El verdadero rostro no se reduce a la fisonomía. Implica el cuerpo, la palabra y el obrar. Es asimismo gesto. No solo cara. Se dice que esta es espejo del alma, de la mente, del espíritu… Es necesario confiar en los espejos. Y desconfiar de ellos. Son tan elocuentes como silenciosos. No ven, Vemos. No miran, miramos nosotros. Entonces, más bien la mirada refleja la energía, el ánimo, el ánima. Se diga de una u otra forma, la cara no se reduce al cuerpo del que forma parte. Por eso no es tan accesible como parece. Ni siquiera la propia para uno mismo.

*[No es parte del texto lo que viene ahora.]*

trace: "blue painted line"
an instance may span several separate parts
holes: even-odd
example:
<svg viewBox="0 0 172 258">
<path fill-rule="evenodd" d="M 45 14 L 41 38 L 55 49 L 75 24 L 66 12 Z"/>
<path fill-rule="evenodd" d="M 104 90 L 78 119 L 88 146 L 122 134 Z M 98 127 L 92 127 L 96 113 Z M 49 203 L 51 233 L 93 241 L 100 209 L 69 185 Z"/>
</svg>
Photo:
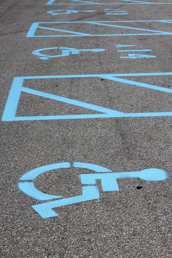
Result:
<svg viewBox="0 0 172 258">
<path fill-rule="evenodd" d="M 87 169 L 93 170 L 98 173 L 102 172 L 112 172 L 106 167 L 95 165 L 94 164 L 90 164 L 89 163 L 84 163 L 82 162 L 74 162 L 73 165 L 74 167 L 79 167 L 82 168 L 85 168 Z"/>
<path fill-rule="evenodd" d="M 172 20 L 139 20 L 132 21 L 81 21 L 80 22 L 35 22 L 34 23 L 40 24 L 51 24 L 51 23 L 87 23 L 88 22 L 162 22 L 165 21 L 172 21 Z"/>
<path fill-rule="evenodd" d="M 37 91 L 22 86 L 24 79 L 44 79 L 50 78 L 81 78 L 98 77 L 123 83 L 136 86 L 143 87 L 152 89 L 164 92 L 172 93 L 172 89 L 160 87 L 147 83 L 118 78 L 130 76 L 140 76 L 172 75 L 171 73 L 149 73 L 133 74 L 111 74 L 75 75 L 54 75 L 41 76 L 27 76 L 15 77 L 13 80 L 7 101 L 4 112 L 1 118 L 3 121 L 21 121 L 34 120 L 51 120 L 54 119 L 71 119 L 114 117 L 137 117 L 148 116 L 169 116 L 172 115 L 172 112 L 152 112 L 142 113 L 125 113 L 103 107 L 94 105 L 75 99 L 65 98 L 61 96 L 50 94 L 47 93 Z M 45 97 L 62 101 L 80 107 L 91 109 L 103 114 L 84 115 L 63 115 L 56 116 L 16 116 L 21 92 L 40 96 Z"/>
<path fill-rule="evenodd" d="M 136 45 L 115 45 L 116 48 L 126 47 L 127 46 L 137 46 Z"/>
<path fill-rule="evenodd" d="M 99 190 L 96 185 L 82 186 L 82 195 L 52 201 L 44 203 L 33 205 L 33 208 L 43 218 L 56 217 L 58 214 L 52 210 L 53 208 L 64 205 L 90 201 L 100 198 Z"/>
<path fill-rule="evenodd" d="M 71 163 L 70 162 L 63 162 L 55 164 L 50 164 L 50 165 L 46 165 L 46 166 L 37 167 L 27 172 L 22 176 L 19 180 L 34 180 L 38 175 L 47 171 L 57 169 L 70 167 L 71 167 Z"/>
<path fill-rule="evenodd" d="M 117 50 L 118 52 L 135 52 L 138 51 L 152 51 L 151 49 L 137 49 L 135 50 Z"/>
<path fill-rule="evenodd" d="M 127 0 L 122 0 L 124 1 L 127 1 L 132 2 L 130 3 L 96 3 L 96 2 L 88 2 L 86 1 L 81 1 L 79 0 L 70 0 L 72 1 L 73 3 L 54 3 L 56 0 L 50 0 L 50 1 L 46 4 L 46 5 L 140 5 L 140 4 L 171 4 L 171 3 L 152 3 L 148 2 L 142 2 L 139 1 L 132 1 Z M 78 2 L 79 3 L 73 3 L 73 2 Z"/>
<path fill-rule="evenodd" d="M 120 56 L 120 58 L 130 58 L 135 59 L 136 58 L 148 58 L 156 57 L 156 56 L 150 55 L 140 55 L 137 54 L 128 54 L 128 56 Z"/>
<path fill-rule="evenodd" d="M 158 169 L 147 169 L 140 171 L 101 174 L 82 174 L 79 179 L 83 184 L 96 185 L 96 180 L 101 179 L 102 188 L 105 191 L 118 191 L 116 179 L 138 178 L 146 181 L 161 181 L 167 179 L 169 175 L 164 170 Z"/>
<path fill-rule="evenodd" d="M 61 31 L 63 32 L 67 32 L 69 33 L 73 33 L 74 34 L 77 34 L 82 36 L 91 36 L 91 34 L 89 34 L 88 33 L 84 33 L 82 32 L 77 32 L 76 31 L 72 31 L 71 30 L 60 30 L 59 29 L 54 29 L 54 28 L 51 28 L 48 27 L 43 27 L 42 26 L 38 26 L 38 28 L 39 29 L 44 29 L 45 30 L 55 30 L 56 31 Z"/>
<path fill-rule="evenodd" d="M 169 21 L 170 21 L 171 20 L 169 20 Z M 111 24 L 108 24 L 107 23 L 112 22 L 117 23 L 118 22 L 152 22 L 155 21 L 156 22 L 158 22 L 157 20 L 155 20 L 154 21 L 152 20 L 147 20 L 147 21 L 104 21 L 103 22 L 94 22 L 94 21 L 87 21 L 87 22 L 40 22 L 40 23 L 34 23 L 31 26 L 30 29 L 26 35 L 26 37 L 77 37 L 77 36 L 126 36 L 130 35 L 168 35 L 172 34 L 172 32 L 165 32 L 161 31 L 157 31 L 151 30 L 148 30 L 146 29 L 140 28 L 136 28 L 135 27 L 130 27 L 127 26 L 121 26 L 118 25 L 115 25 Z M 135 30 L 141 31 L 145 31 L 146 32 L 150 32 L 152 33 L 136 33 L 136 34 L 90 34 L 88 33 L 86 33 L 84 32 L 75 32 L 72 30 L 61 30 L 56 28 L 51 28 L 48 27 L 44 27 L 43 26 L 40 26 L 39 25 L 40 24 L 57 24 L 60 23 L 84 23 L 85 24 L 93 24 L 95 25 L 100 25 L 104 26 L 108 26 L 110 27 L 114 27 L 115 28 L 122 28 L 124 29 L 129 29 L 130 30 L 132 29 Z M 103 22 L 103 23 L 102 23 Z M 54 31 L 56 31 L 62 32 L 67 32 L 68 33 L 71 33 L 72 35 L 35 35 L 36 32 L 36 31 L 37 28 L 42 29 L 42 30 L 44 29 L 47 30 L 50 30 Z"/>
<path fill-rule="evenodd" d="M 18 183 L 20 190 L 26 194 L 38 201 L 48 201 L 63 197 L 44 194 L 37 189 L 32 182 L 20 182 Z"/>
</svg>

Puntos suspensivos. (Ángel Gabilondo, 2015)

Φώσφορα Όμματα

Φώσφορα Όμματα [Ulls portadors de la llum]
Paper i filferro d’alumini. 2021

“Entre todos estos instrumentos modelaron en primer lugar los ojos portadores de luz y los implantaron en el rostro más o menos por la siguiente razón. Gracias a su arte hicieron que esta especie de fuego, que no es capaz de quemar, sino solamente de proporcionar una suave luz, se volviera cada día un cuerpo apropiado. A este efecto, hicieron de modo que el fuego que reside en nuestro interior y que es hermano del fuego exterior, fluyera a través de los ojos de forma sutil y continua. […] Pero cuando el fuego exterior se retira durante la noche, el fuego interior se encuentra separado de éste: entonces, si sale de los ojos, cae sobre un elemento diferente de él; se modifica y se apaga, puesto que deja de ser de la misma naturaleza que el aire circulante, que ya no tiene más fuego. Cesa entonces de ver y trae así el sueño.”
Platón. Timeo


“Και εκ των οργάνων τούτων πρώτα έπλασαν τα φέροντα το φως, τα όμματα, και τα συνέδεσαν (εις το πρόσωπον) κατά τον εξής τρόπον: Όσον μέρος του πυρός δεν έχει την ιδιότητα να καίη, αλλά να μας δίδη το ήμερον φως, το ανήκον εις την ημέραν, εμηχανεύθησαν να το κάμωσιν εν σώμα. Τω όντι το εντός ημών καθαρόν πυρ, το οποίον είναι αδελφόν εκείνου, το έκαμον να ρέη διά μέσου των ομμάτων λείον και πυκνόν, αφού συνέσφίγξαν όλον το όμμα, αλλά περισσότερον το μέσον αυτού, ούτως ώστε να εμποδίζη το λοιπόν μέρος του πυρός, όσον ήτο πυκνότερον, και να αφίνη να διέρχηται το λεπτόν μόνον καθαρόν.[…] Αλλ’ όταν το συγγενές πυρ απέρχηται, ότε γίνεται νυξ, το άλλο μένει αποκεκομμένον, διότι εξερχόμενον προς εκείνο, όπερ είναι ανόμοιον, μεταβάλλεται αυτό τούτο και σβύνεται, μη ον πλέον (συμφυές) της αυτής φύσεως με τον πλησίον αέρα, διότι ούτος δεν έχει πυρ. Παύει λοιπόν να βλέπη και προσέτι προκαλεί τον ύπνον.”